学習トップ / 理由で解く 柔道整復師 / 病理学概論 ▸ §5 循環障害 / QJ24A100
理由で解く 柔道整復師
正しい組合せは「左心不全-肺水腫」である。左心の拍出障害により血液が肺循環へ後ろ向きに滞り、肺毛細血管圧が上昇して肺胞腔へ血漿が漏れ出す。
組合せ問題は「原因→結果」が生理学的につながるかを1組ずつ検証する。左心不全では左心室から全身へ送り出せなかった血液が左房、肺静脈、肺毛細血管へと順に滞留し、毛細血管静水圧が上昇する。

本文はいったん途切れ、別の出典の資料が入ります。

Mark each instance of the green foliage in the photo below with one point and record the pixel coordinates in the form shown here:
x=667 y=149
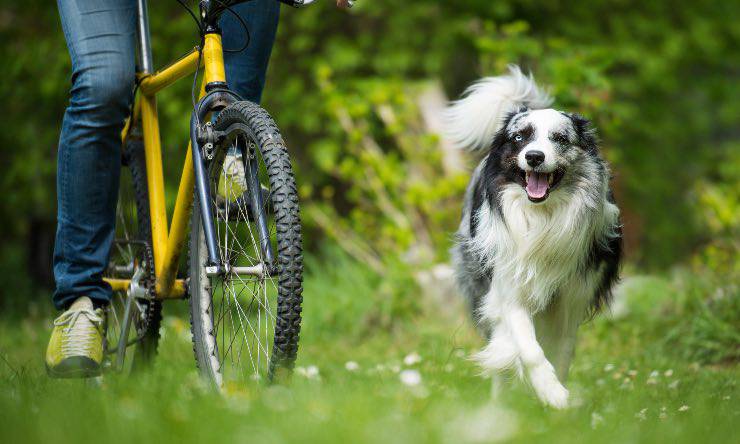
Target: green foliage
x=658 y=79
x=629 y=383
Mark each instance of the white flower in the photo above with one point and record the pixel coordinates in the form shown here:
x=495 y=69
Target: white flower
x=410 y=378
x=596 y=420
x=351 y=366
x=642 y=414
x=412 y=358
x=312 y=372
x=488 y=424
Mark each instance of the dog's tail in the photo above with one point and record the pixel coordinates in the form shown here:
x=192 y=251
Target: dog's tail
x=472 y=121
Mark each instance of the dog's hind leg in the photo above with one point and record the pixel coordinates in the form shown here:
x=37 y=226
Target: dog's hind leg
x=539 y=370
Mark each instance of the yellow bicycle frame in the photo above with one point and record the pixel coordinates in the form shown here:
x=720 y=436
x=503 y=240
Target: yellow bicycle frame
x=167 y=244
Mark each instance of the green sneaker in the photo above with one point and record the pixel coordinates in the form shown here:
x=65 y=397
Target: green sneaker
x=76 y=344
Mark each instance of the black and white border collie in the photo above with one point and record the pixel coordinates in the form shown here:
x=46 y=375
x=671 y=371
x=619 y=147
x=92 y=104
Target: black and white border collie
x=539 y=244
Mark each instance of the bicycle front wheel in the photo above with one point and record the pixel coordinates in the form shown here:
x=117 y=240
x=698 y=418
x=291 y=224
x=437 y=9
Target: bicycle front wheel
x=246 y=321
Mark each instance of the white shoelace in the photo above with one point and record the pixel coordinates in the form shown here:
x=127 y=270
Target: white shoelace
x=79 y=332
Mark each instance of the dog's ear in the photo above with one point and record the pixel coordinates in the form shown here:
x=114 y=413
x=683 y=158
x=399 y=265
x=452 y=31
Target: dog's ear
x=499 y=139
x=586 y=133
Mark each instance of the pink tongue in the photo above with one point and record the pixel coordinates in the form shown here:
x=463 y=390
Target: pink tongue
x=537 y=185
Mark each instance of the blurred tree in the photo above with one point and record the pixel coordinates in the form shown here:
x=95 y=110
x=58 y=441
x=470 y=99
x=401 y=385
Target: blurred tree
x=659 y=79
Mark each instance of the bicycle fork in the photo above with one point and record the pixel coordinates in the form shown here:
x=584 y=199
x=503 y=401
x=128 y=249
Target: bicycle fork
x=216 y=265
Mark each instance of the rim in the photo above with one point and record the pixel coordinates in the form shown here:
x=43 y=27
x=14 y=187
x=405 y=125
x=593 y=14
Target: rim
x=243 y=306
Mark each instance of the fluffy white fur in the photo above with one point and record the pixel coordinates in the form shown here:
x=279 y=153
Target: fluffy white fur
x=472 y=121
x=534 y=251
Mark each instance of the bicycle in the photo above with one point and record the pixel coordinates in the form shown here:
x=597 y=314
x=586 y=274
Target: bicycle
x=237 y=188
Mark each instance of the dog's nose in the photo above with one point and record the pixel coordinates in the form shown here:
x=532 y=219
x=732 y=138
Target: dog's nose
x=534 y=157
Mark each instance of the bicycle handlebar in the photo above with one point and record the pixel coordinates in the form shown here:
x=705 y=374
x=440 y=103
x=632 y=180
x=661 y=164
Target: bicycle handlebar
x=303 y=3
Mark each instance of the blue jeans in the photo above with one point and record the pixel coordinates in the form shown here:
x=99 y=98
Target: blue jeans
x=101 y=36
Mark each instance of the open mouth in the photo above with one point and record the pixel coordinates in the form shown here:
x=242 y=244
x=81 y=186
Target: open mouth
x=538 y=185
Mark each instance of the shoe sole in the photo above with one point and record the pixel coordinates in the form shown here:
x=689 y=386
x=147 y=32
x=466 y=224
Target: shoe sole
x=75 y=367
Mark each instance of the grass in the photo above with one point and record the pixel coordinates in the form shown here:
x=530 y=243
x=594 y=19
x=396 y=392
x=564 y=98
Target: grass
x=643 y=376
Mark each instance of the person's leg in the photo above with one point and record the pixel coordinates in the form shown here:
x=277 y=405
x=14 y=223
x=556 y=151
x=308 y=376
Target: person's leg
x=101 y=39
x=245 y=70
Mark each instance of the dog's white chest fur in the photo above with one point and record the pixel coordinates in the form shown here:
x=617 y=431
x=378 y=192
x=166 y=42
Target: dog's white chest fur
x=535 y=248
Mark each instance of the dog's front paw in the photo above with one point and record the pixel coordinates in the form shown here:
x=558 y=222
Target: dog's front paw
x=548 y=388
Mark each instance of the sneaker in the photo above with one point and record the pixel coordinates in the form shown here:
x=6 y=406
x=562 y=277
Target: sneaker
x=76 y=344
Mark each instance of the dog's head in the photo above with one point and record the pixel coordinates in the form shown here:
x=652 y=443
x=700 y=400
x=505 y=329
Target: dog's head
x=541 y=150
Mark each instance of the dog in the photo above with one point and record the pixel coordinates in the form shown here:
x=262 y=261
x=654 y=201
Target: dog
x=539 y=245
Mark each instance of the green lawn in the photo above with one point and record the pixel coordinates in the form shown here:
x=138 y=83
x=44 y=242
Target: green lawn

この圧が血漿膠質浸透圧を上回ると水分が間質から肺胞腔へ漏出し、肺水腫となる。臨床的には労作時呼吸困難、起坐呼吸、発作性夜間呼吸困難、泡沫状(ときにピンク色)の喀痰、両側の湿性ラ音として現れる。対になる右心不全では体循環系にうっ血が生じ、頸静脈怒張、肝腫大、下腿浮腫、腹水をきたす。左右をセットで覚えると取りこぼしがない。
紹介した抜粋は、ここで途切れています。